Little arms wrapped tight about her. He buzzed, antennae wiggling excitedly from beneath a baggy hoodie. After the customary huggy greetings, Raz corralled the two into Faham’s room for her big announcement.
Allie kept giving her suspicious glances, while Faham tried to confirm if everything was ok after last night.
“Nothing’s wrong,” Raz assured. “Quite the opposite. You see your sis…” She pulled her phone out and spun it on her palm, then resonated. “...has awakened magic!”
Faham’s jaw parted into mandibles and his antennae tilted opposite directions. Allie took a deep breath, stepped up to Raz, and crushed her against her stiff plant muscles.
“Uurrgh!”
Allie gave Raz another crushing squeeze, then let her down. “Good sis.”
Faham re-assembled his jaw into a human one and started squealing, his antennae wiggling rapidly. “RazawakenedshesawizardnowohmygodRAZISAWIZARD!” He came up to them, hands on his mouth. “Raz is a wizard!”
Allie nodded.
“Nah, not yet,” said Raz. “But I will be.”
“Raz will be a wizard!” Faham made sounds of joy and paraded around Raz, grabbing at her hands to spin and dance around. After the initial burst came his questions, “What kinda wizard? Where’s the foci? What aspects?”
Raz introduced him to her magically fudged up phone.
“No way. That’s so cool! You can be like a technomancer. A wizard hacker.”
“Technomancer?” Raz asked.
Allie shrugged.
“They control technology. Plenty of fics have them. O-or variants. They can be sorta common in cyberpunk stuff and scifi. I found one recently with a paraplegic main character who zipped around in digital space in the archives. Helped organize the tags. It’s a really cool ability! How does yours work?”
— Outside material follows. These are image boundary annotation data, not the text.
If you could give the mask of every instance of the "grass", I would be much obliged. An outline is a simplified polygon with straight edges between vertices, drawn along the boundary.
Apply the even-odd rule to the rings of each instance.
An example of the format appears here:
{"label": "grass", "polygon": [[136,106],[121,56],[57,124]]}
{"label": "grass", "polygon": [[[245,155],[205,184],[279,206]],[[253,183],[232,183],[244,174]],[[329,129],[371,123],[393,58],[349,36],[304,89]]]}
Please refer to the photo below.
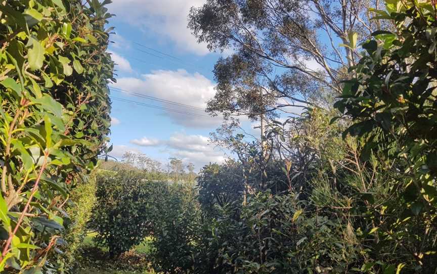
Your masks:
{"label": "grass", "polygon": [[147,238],[116,260],[110,260],[108,249],[96,246],[96,233],[89,233],[83,242],[83,252],[78,274],[155,274],[147,255],[151,251],[151,238]]}

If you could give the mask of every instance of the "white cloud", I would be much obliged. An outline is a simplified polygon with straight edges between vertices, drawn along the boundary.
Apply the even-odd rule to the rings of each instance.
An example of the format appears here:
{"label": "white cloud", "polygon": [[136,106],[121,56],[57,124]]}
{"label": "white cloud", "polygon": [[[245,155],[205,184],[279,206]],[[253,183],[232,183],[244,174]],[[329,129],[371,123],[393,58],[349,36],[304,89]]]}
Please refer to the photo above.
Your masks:
{"label": "white cloud", "polygon": [[111,125],[117,125],[120,124],[120,120],[115,117],[111,117]]}
{"label": "white cloud", "polygon": [[154,141],[144,137],[140,140],[132,140],[130,143],[139,146],[163,146],[166,149],[163,152],[181,158],[185,163],[193,163],[200,169],[209,163],[223,163],[227,158],[223,151],[209,144],[208,140],[208,137],[202,135],[176,132],[167,140]]}
{"label": "white cloud", "polygon": [[124,146],[123,145],[115,145],[112,147],[112,151],[108,154],[112,157],[120,159],[126,152],[133,152],[135,153],[141,153],[141,151],[138,149]]}
{"label": "white cloud", "polygon": [[118,69],[120,71],[132,72],[130,63],[127,60],[114,52],[108,51],[108,52],[111,54],[111,58],[115,63],[116,69]]}
{"label": "white cloud", "polygon": [[161,142],[158,139],[148,138],[143,137],[141,139],[134,139],[130,143],[141,147],[154,147],[161,144]]}
{"label": "white cloud", "polygon": [[145,33],[176,42],[182,50],[199,55],[208,53],[205,44],[198,44],[187,28],[187,16],[192,6],[200,7],[206,0],[113,0],[108,5],[116,19],[140,27]]}
{"label": "white cloud", "polygon": [[113,42],[111,46],[115,49],[126,50],[130,48],[130,43],[117,32],[112,33],[109,40]]}
{"label": "white cloud", "polygon": [[[173,122],[178,124],[191,127],[215,127],[222,121],[221,117],[209,117],[202,110],[206,107],[207,102],[214,96],[215,90],[212,82],[198,73],[189,73],[183,69],[156,70],[149,74],[143,74],[141,78],[119,78],[117,83],[113,85],[133,93],[194,107],[193,108],[150,100],[143,101],[155,105],[161,104],[166,108],[177,110],[180,113],[171,111],[164,113]],[[136,98],[135,100],[143,100]]]}

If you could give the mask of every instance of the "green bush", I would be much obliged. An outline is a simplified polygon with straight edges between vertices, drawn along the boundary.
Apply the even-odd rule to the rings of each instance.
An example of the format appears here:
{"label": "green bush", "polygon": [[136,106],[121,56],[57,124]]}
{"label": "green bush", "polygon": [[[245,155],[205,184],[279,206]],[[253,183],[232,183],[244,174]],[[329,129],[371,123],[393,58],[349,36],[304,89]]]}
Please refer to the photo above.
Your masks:
{"label": "green bush", "polygon": [[163,183],[152,218],[152,264],[156,271],[192,272],[202,256],[200,205],[191,183]]}
{"label": "green bush", "polygon": [[[71,220],[66,225],[64,239],[67,245],[63,248],[64,253],[61,256],[67,269],[77,265],[75,263],[80,256],[80,248],[88,232],[87,224],[89,221],[92,221],[92,213],[97,201],[95,172],[71,192],[70,205],[66,210]],[[60,267],[58,266],[58,271]]]}
{"label": "green bush", "polygon": [[109,2],[0,2],[0,271],[50,264],[62,206],[107,141]]}
{"label": "green bush", "polygon": [[107,247],[113,258],[149,235],[150,216],[158,206],[155,197],[162,184],[147,181],[142,172],[127,170],[102,172],[97,180],[97,203],[90,226],[98,232],[97,244]]}

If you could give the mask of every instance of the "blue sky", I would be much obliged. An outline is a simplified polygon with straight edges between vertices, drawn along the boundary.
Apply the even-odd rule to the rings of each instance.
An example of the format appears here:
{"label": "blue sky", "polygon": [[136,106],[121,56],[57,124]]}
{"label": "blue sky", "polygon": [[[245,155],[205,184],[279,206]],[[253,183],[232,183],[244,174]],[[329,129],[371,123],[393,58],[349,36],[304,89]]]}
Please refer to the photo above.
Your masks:
{"label": "blue sky", "polygon": [[[232,52],[209,52],[187,28],[190,8],[205,2],[113,0],[108,5],[116,15],[109,25],[115,27],[110,51],[118,64],[117,82],[111,85],[118,89],[112,89],[111,95],[111,156],[121,159],[126,151],[142,153],[164,166],[169,157],[177,157],[185,164],[193,163],[197,170],[229,156],[208,142],[209,133],[223,119],[208,117],[201,110],[214,96],[214,64]],[[315,60],[298,62],[311,69],[320,68]],[[251,125],[247,119],[242,124],[246,132],[259,135],[259,129],[253,128],[256,124]]]}
{"label": "blue sky", "polygon": [[111,85],[120,89],[111,90],[111,96],[116,99],[113,100],[111,115],[114,149],[110,155],[120,158],[126,151],[142,152],[164,164],[169,157],[176,157],[186,163],[194,163],[198,170],[210,162],[222,162],[226,157],[223,152],[208,142],[209,132],[221,124],[222,119],[205,117],[200,109],[213,96],[214,64],[227,53],[209,53],[206,45],[197,43],[186,27],[190,8],[200,6],[204,1],[113,2],[108,8],[117,16],[109,25],[115,27],[116,34],[111,36],[114,43],[110,51],[118,65],[117,82]]}

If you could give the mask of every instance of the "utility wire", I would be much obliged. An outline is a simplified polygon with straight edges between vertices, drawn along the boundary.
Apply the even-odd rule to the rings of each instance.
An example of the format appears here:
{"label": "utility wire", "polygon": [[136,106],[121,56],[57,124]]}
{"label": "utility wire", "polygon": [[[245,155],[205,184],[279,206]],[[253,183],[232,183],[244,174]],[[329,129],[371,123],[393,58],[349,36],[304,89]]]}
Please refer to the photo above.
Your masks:
{"label": "utility wire", "polygon": [[146,49],[147,49],[148,50],[150,50],[151,51],[154,51],[154,52],[157,52],[157,53],[160,53],[161,54],[162,54],[162,55],[165,55],[165,56],[168,56],[168,57],[171,57],[172,58],[173,58],[173,59],[176,59],[177,60],[182,61],[182,62],[184,62],[184,60],[183,60],[181,59],[181,58],[178,58],[178,57],[175,57],[174,56],[173,56],[172,55],[170,55],[169,54],[166,54],[166,53],[163,53],[162,52],[160,52],[159,51],[157,51],[157,50],[154,50],[154,49],[152,49],[152,48],[149,48],[149,47],[147,47],[147,46],[146,46],[146,45],[144,45],[144,44],[140,44],[140,43],[137,43],[137,42],[134,42],[134,43],[135,44],[138,45],[139,45],[140,47],[142,47],[143,48],[145,48]]}
{"label": "utility wire", "polygon": [[[191,63],[191,62],[185,62],[185,61],[184,61],[183,60],[181,59],[181,58],[179,58],[176,57],[175,57],[175,56],[172,56],[172,55],[170,55],[170,54],[167,54],[167,53],[163,53],[163,52],[160,52],[160,51],[158,51],[158,50],[155,50],[154,49],[153,49],[153,48],[150,48],[150,47],[147,47],[147,46],[146,46],[146,45],[144,45],[144,44],[140,44],[140,43],[137,43],[137,42],[134,42],[134,43],[135,44],[136,44],[136,45],[139,45],[140,47],[142,47],[144,48],[145,48],[145,49],[147,49],[148,50],[150,50],[150,51],[154,51],[154,52],[156,52],[156,53],[159,53],[159,54],[162,54],[162,55],[164,55],[164,56],[167,56],[167,57],[170,57],[170,58],[172,58],[172,59],[175,59],[175,60],[177,60],[177,62],[176,62],[176,61],[171,61],[171,60],[169,60],[169,61],[170,61],[171,62],[172,62],[173,63],[180,63],[180,64],[182,64],[184,65],[185,65],[185,66],[190,66],[190,67],[191,67],[192,68],[195,68],[195,69],[207,69],[206,68],[205,68],[205,67],[202,67],[202,66],[199,66],[198,65],[197,65],[197,64],[194,64],[194,63]],[[137,51],[139,51],[141,52],[142,52],[142,53],[145,53],[145,54],[148,54],[148,55],[151,55],[151,56],[154,56],[154,57],[157,57],[157,58],[160,58],[160,59],[163,59],[163,57],[162,57],[162,56],[157,56],[157,55],[156,55],[153,54],[152,54],[152,53],[150,53],[148,52],[146,52],[146,51],[143,51],[143,50],[140,50],[139,49],[136,49],[136,48],[135,49],[137,50]]]}
{"label": "utility wire", "polygon": [[198,107],[195,107],[194,106],[190,106],[190,105],[187,105],[186,104],[183,104],[182,103],[179,103],[177,102],[174,102],[172,101],[167,100],[166,99],[163,99],[161,98],[158,98],[157,97],[154,97],[153,96],[150,96],[149,95],[145,95],[144,94],[141,94],[137,93],[135,93],[132,92],[130,90],[127,90],[126,89],[123,89],[122,88],[119,88],[118,87],[115,87],[114,86],[110,86],[109,88],[111,89],[113,89],[114,92],[122,93],[125,94],[129,94],[130,95],[133,95],[134,96],[136,96],[137,97],[141,97],[142,98],[145,98],[147,99],[150,99],[151,100],[156,101],[157,102],[159,102],[161,103],[164,103],[165,104],[169,104],[170,105],[174,105],[176,106],[178,106],[179,107],[182,107],[184,108],[186,108],[188,109],[192,109],[195,110],[201,110],[202,111],[205,111],[205,110],[199,108]]}
{"label": "utility wire", "polygon": [[114,97],[112,96],[110,96],[110,97],[111,98],[111,99],[114,100],[115,101],[120,101],[120,102],[124,102],[125,103],[130,103],[132,104],[135,104],[136,105],[138,105],[144,106],[144,107],[147,107],[154,108],[154,109],[160,109],[162,110],[165,110],[166,111],[175,112],[176,113],[181,113],[182,114],[186,114],[187,115],[191,115],[191,116],[195,116],[195,117],[209,117],[207,115],[204,115],[202,114],[199,114],[198,113],[193,113],[192,112],[186,112],[186,111],[180,111],[180,110],[176,110],[176,109],[169,109],[168,108],[164,108],[164,107],[159,107],[158,106],[154,106],[153,105],[149,105],[148,104],[145,104],[144,103],[141,103],[140,102],[137,102],[137,101],[132,101],[132,100],[129,100],[127,99],[123,99],[122,98],[118,98],[117,97]]}

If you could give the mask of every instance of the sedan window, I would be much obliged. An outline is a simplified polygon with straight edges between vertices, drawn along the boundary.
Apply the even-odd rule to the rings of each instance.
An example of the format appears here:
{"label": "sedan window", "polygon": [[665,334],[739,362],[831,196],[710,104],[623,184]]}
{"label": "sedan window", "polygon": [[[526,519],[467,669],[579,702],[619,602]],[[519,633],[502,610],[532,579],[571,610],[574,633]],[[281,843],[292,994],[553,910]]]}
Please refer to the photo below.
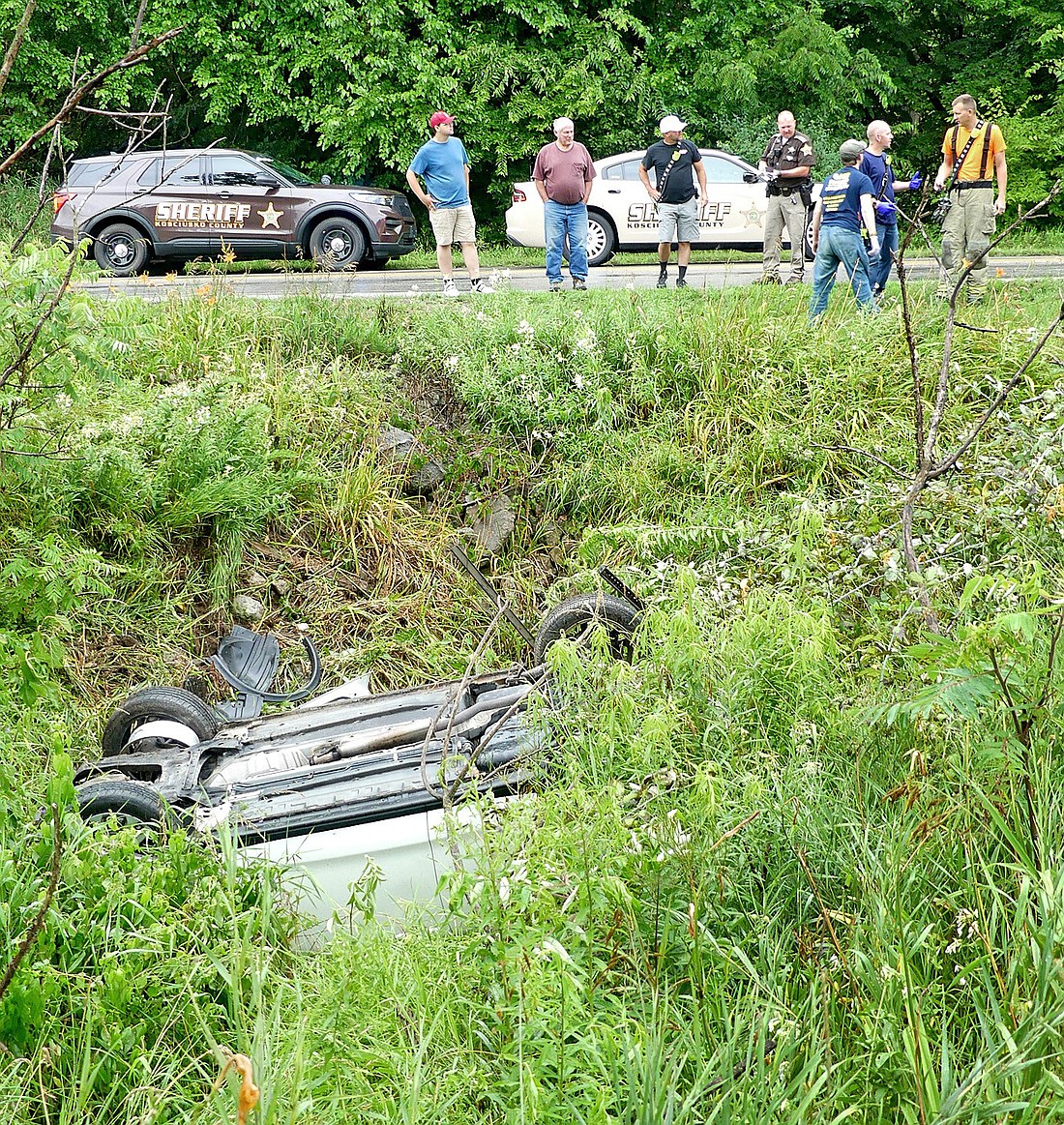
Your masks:
{"label": "sedan window", "polygon": [[702,166],[710,183],[742,183],[743,173],[747,171],[741,164],[732,160],[722,160],[720,156],[703,156]]}

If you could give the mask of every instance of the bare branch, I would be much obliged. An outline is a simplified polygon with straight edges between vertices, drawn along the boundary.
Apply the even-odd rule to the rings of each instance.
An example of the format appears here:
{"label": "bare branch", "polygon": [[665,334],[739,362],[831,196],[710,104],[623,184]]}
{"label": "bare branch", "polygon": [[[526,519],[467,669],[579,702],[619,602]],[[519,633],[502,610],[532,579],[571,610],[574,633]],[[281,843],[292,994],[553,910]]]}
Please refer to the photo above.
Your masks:
{"label": "bare branch", "polygon": [[184,27],[173,27],[169,32],[163,32],[162,35],[156,35],[154,38],[148,39],[147,43],[142,44],[134,51],[124,55],[118,62],[111,63],[110,66],[105,66],[103,70],[98,71],[91,78],[87,79],[76,90],[73,90],[63,102],[58,112],[53,115],[44,125],[40,126],[30,137],[24,141],[6,160],[0,161],[0,176],[8,171],[17,161],[19,161],[29,150],[43,137],[46,136],[52,129],[55,128],[60,122],[65,122],[67,117],[73,112],[74,107],[79,105],[84,98],[87,98],[93,90],[100,87],[103,82],[111,76],[111,74],[117,74],[119,71],[128,70],[130,66],[137,66],[144,61],[144,58],[154,51],[157,46],[163,43],[168,43],[170,39],[175,38],[184,30]]}
{"label": "bare branch", "polygon": [[48,878],[48,885],[45,889],[44,898],[40,901],[40,907],[34,917],[34,920],[29,924],[29,928],[26,930],[25,936],[18,944],[18,948],[15,951],[15,956],[8,962],[8,968],[3,973],[3,979],[0,980],[0,998],[7,992],[11,979],[18,966],[21,964],[22,958],[29,952],[30,946],[37,939],[37,935],[40,933],[44,926],[44,920],[48,916],[48,908],[52,906],[52,899],[55,898],[55,891],[60,885],[60,857],[63,854],[63,830],[60,822],[60,807],[57,804],[52,806],[52,874]]}
{"label": "bare branch", "polygon": [[902,480],[909,479],[909,474],[904,469],[899,469],[896,466],[891,465],[890,461],[884,461],[882,457],[869,453],[867,449],[857,449],[856,446],[821,446],[819,441],[811,441],[810,446],[813,449],[826,449],[829,453],[856,453],[858,457],[866,457],[869,461],[875,461],[876,465],[882,465],[884,469],[889,469],[895,477],[901,477]]}
{"label": "bare branch", "polygon": [[972,447],[972,442],[975,441],[975,439],[979,436],[980,431],[994,416],[994,414],[998,413],[998,411],[1001,408],[1001,405],[1015,389],[1016,385],[1027,374],[1027,369],[1035,361],[1035,358],[1038,356],[1038,352],[1040,352],[1042,349],[1046,345],[1046,343],[1049,340],[1049,336],[1052,336],[1053,333],[1056,332],[1056,330],[1061,326],[1062,322],[1064,322],[1064,304],[1061,305],[1061,310],[1060,313],[1057,313],[1056,320],[1049,325],[1048,328],[1046,328],[1045,332],[1043,332],[1042,339],[1038,341],[1038,343],[1035,344],[1030,354],[1020,364],[1019,370],[1016,372],[1016,375],[1013,375],[1012,378],[1009,379],[1009,381],[1001,388],[1001,390],[998,392],[997,397],[983,412],[983,416],[979,420],[979,422],[975,423],[975,426],[972,430],[972,432],[967,435],[967,438],[964,439],[964,441],[961,442],[959,446],[957,446],[957,448],[944,461],[941,461],[939,465],[936,465],[930,470],[930,472],[928,474],[929,479],[935,480],[938,477],[940,477],[944,472],[948,472],[964,456],[964,453],[967,452],[967,450]]}
{"label": "bare branch", "polygon": [[22,46],[22,39],[26,37],[26,32],[29,28],[29,21],[34,18],[34,11],[36,8],[37,0],[26,0],[26,8],[22,10],[22,16],[18,21],[18,27],[15,28],[11,45],[8,47],[8,52],[3,56],[3,62],[0,63],[0,93],[3,92],[3,88],[8,84],[8,75],[11,73],[11,68],[15,65],[15,58]]}

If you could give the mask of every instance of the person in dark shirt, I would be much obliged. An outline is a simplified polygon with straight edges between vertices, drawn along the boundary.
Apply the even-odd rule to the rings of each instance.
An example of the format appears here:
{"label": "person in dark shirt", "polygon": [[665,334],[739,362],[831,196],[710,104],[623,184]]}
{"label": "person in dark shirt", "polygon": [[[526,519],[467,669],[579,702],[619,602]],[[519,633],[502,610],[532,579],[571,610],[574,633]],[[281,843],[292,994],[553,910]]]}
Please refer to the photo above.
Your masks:
{"label": "person in dark shirt", "polygon": [[[658,288],[668,284],[669,256],[676,238],[676,288],[687,287],[687,267],[691,264],[691,244],[698,238],[698,190],[705,196],[705,169],[702,153],[696,145],[685,141],[687,128],[674,114],[662,117],[658,129],[661,140],[652,144],[639,165],[639,178],[658,210]],[[650,169],[655,183],[650,182]],[[692,171],[694,176],[692,176]]]}
{"label": "person in dark shirt", "polygon": [[871,234],[871,251],[865,250],[860,227],[875,231],[872,180],[857,170],[865,154],[864,141],[844,141],[839,147],[842,166],[832,172],[820,189],[813,210],[813,295],[809,318],[815,321],[828,307],[839,266],[846,268],[854,296],[863,309],[874,310],[869,281],[872,266],[880,260],[880,240]]}
{"label": "person in dark shirt", "polygon": [[812,170],[817,163],[813,143],[797,132],[794,114],[784,109],[776,118],[776,133],[768,138],[757,170],[768,181],[765,214],[765,252],[761,284],[779,284],[783,232],[791,238],[791,276],[787,285],[801,285],[805,273],[805,216],[812,202]]}

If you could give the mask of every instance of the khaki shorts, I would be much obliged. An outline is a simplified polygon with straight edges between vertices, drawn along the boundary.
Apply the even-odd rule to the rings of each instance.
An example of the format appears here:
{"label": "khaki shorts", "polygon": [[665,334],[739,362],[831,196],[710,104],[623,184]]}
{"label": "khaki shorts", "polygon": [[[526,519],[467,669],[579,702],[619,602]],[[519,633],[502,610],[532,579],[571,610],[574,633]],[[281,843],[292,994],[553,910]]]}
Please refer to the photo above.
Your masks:
{"label": "khaki shorts", "polygon": [[456,242],[477,241],[477,220],[472,217],[472,207],[438,207],[429,212],[432,233],[436,236],[438,246],[451,246]]}
{"label": "khaki shorts", "polygon": [[693,197],[685,204],[658,201],[658,242],[698,241],[698,200]]}

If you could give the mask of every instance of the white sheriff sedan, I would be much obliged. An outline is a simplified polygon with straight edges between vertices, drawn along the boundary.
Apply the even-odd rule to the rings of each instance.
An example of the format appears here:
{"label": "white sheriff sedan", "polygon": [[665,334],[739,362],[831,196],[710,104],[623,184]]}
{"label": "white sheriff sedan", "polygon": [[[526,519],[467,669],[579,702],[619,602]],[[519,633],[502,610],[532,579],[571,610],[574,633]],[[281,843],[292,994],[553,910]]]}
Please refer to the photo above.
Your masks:
{"label": "white sheriff sedan", "polygon": [[[705,197],[698,200],[696,250],[754,250],[765,241],[768,200],[757,169],[741,156],[719,148],[700,148],[705,169]],[[625,152],[595,161],[598,173],[587,201],[587,260],[602,266],[619,250],[655,250],[658,209],[639,179],[642,152]],[[650,171],[651,183],[655,180]],[[813,188],[814,196],[819,184]],[[810,208],[812,217],[812,208]],[[812,258],[806,224],[805,256]],[[517,246],[544,246],[543,202],[531,180],[515,183],[506,212],[506,237]],[[784,245],[787,245],[784,231]]]}

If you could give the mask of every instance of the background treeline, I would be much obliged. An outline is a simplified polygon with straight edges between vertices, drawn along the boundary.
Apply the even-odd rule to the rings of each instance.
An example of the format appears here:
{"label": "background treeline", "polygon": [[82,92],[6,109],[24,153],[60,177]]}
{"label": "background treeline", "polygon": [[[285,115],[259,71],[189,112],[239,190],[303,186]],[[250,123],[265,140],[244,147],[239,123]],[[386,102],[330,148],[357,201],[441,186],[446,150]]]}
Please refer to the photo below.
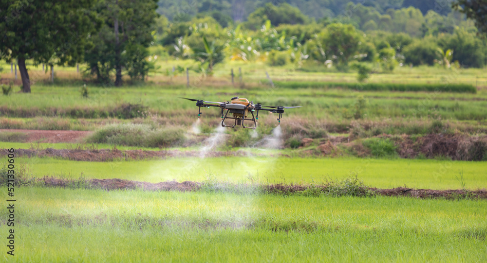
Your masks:
{"label": "background treeline", "polygon": [[24,92],[28,60],[51,69],[82,63],[85,76],[120,86],[123,76],[143,80],[160,72],[158,58],[168,56],[194,60],[191,69],[205,74],[231,60],[309,71],[351,68],[360,81],[398,66],[482,68],[487,57],[475,24],[449,0],[47,2],[0,1],[0,58],[17,61]]}
{"label": "background treeline", "polygon": [[442,15],[451,12],[452,0],[424,1],[422,0],[161,0],[157,12],[169,20],[189,19],[198,13],[218,14],[222,18],[229,18],[233,21],[243,21],[256,9],[266,4],[274,5],[287,3],[297,7],[306,16],[319,20],[323,18],[335,18],[347,14],[350,3],[361,4],[371,7],[380,14],[390,9],[399,9],[412,6],[426,15],[434,10]]}
{"label": "background treeline", "polygon": [[[158,10],[163,15],[156,20],[156,42],[164,47],[161,54],[192,57],[208,69],[223,59],[202,59],[200,51],[212,52],[205,50],[205,41],[214,50],[225,48],[220,49],[231,60],[294,63],[303,70],[346,70],[352,61],[368,63],[352,65],[366,74],[404,65],[486,65],[486,41],[477,36],[473,22],[452,10],[449,1],[442,2],[443,9],[414,1],[336,2],[160,1]],[[307,14],[308,9],[296,7],[305,2],[330,11],[328,15]],[[254,11],[242,21],[230,13],[239,4],[251,3],[255,8],[245,10]],[[168,10],[171,14],[166,17]]]}

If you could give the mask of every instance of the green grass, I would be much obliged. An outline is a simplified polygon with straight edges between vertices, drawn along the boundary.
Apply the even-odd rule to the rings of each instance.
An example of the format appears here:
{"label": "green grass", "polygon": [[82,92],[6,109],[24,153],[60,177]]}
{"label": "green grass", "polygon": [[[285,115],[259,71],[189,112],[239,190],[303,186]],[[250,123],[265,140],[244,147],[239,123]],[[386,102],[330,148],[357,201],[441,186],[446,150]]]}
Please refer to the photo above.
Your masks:
{"label": "green grass", "polygon": [[[5,141],[0,141],[0,149],[7,148],[13,148],[14,149],[34,149],[36,150],[44,150],[50,148],[52,149],[80,149],[81,150],[91,149],[101,149],[113,148],[113,144],[108,144],[107,143],[49,143],[47,142],[10,142]],[[145,147],[138,146],[127,146],[123,145],[116,145],[116,148],[118,150],[144,150],[146,151],[159,151],[159,148]],[[186,150],[188,149],[195,149],[194,148],[174,148],[179,150]]]}
{"label": "green grass", "polygon": [[[229,86],[199,87],[187,89],[183,86],[161,87],[149,84],[144,86],[104,88],[90,87],[91,97],[82,99],[78,87],[42,86],[33,88],[30,94],[14,93],[0,97],[0,112],[10,117],[61,116],[75,118],[99,118],[116,115],[123,103],[141,104],[149,111],[165,116],[171,122],[187,122],[194,118],[197,109],[194,103],[178,97],[202,98],[212,101],[226,101],[237,95],[263,105],[301,105],[303,107],[288,110],[284,118],[299,116],[319,120],[341,120],[353,116],[357,92],[335,89],[288,89],[260,86],[244,89]],[[483,110],[487,107],[485,93],[438,94],[425,92],[360,92],[368,103],[365,110],[366,119],[381,120],[426,118],[429,116],[443,120],[477,120],[487,119]],[[204,109],[203,116],[218,117],[215,109]],[[114,115],[115,114],[115,115]],[[263,113],[262,119],[265,119]],[[274,118],[272,118],[274,119]],[[194,119],[193,119],[194,120]],[[72,125],[75,124],[72,124]]]}
{"label": "green grass", "polygon": [[[16,211],[16,256],[7,259],[19,262],[487,259],[485,201],[36,188],[16,193],[21,208]],[[7,229],[0,226],[2,233]]]}
{"label": "green grass", "polygon": [[[0,159],[4,162],[5,159]],[[52,158],[18,158],[27,165],[29,175],[49,175],[76,178],[118,178],[157,183],[175,180],[201,181],[210,177],[233,182],[257,180],[263,183],[325,181],[356,173],[369,186],[404,186],[433,189],[487,188],[484,162],[345,158],[222,157],[170,158],[163,160],[85,162]]]}
{"label": "green grass", "polygon": [[453,84],[438,83],[398,84],[398,83],[330,83],[313,81],[276,81],[274,85],[280,88],[341,88],[357,91],[428,91],[440,92],[477,93],[477,88],[468,84]]}

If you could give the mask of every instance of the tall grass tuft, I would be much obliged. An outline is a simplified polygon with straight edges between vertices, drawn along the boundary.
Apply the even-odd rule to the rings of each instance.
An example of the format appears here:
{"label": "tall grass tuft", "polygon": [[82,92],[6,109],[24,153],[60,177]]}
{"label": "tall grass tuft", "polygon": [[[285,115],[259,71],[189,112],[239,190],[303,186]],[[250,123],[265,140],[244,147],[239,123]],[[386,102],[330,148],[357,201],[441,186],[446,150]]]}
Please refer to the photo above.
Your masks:
{"label": "tall grass tuft", "polygon": [[[265,83],[265,80],[262,80]],[[428,91],[436,92],[456,92],[476,93],[477,88],[469,84],[438,83],[367,83],[323,82],[316,81],[274,81],[280,88],[341,88],[361,91]]]}
{"label": "tall grass tuft", "polygon": [[184,142],[184,130],[179,126],[158,128],[145,124],[112,124],[95,131],[88,143],[150,147],[180,146]]}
“I’m just learning to resonate. Still getting a hang of magesight.”
“What do you see?”
“Like apps and stuff. Arcnet. It looks a bit like snow.”
“So cool!”
Raz grinned. “Wanna help me figure it out? I was planning on staying the night here and leaving with you tomorrow.”
“YES! YES!”
Ras laughed, infected by Faham’s exuberance. They started immediately, though the first couple hours were spent messing around with Faham’s joy as Razandra’s only goal. She showed off her amazing ability to send messages without opening the phone and chat-warping abilities.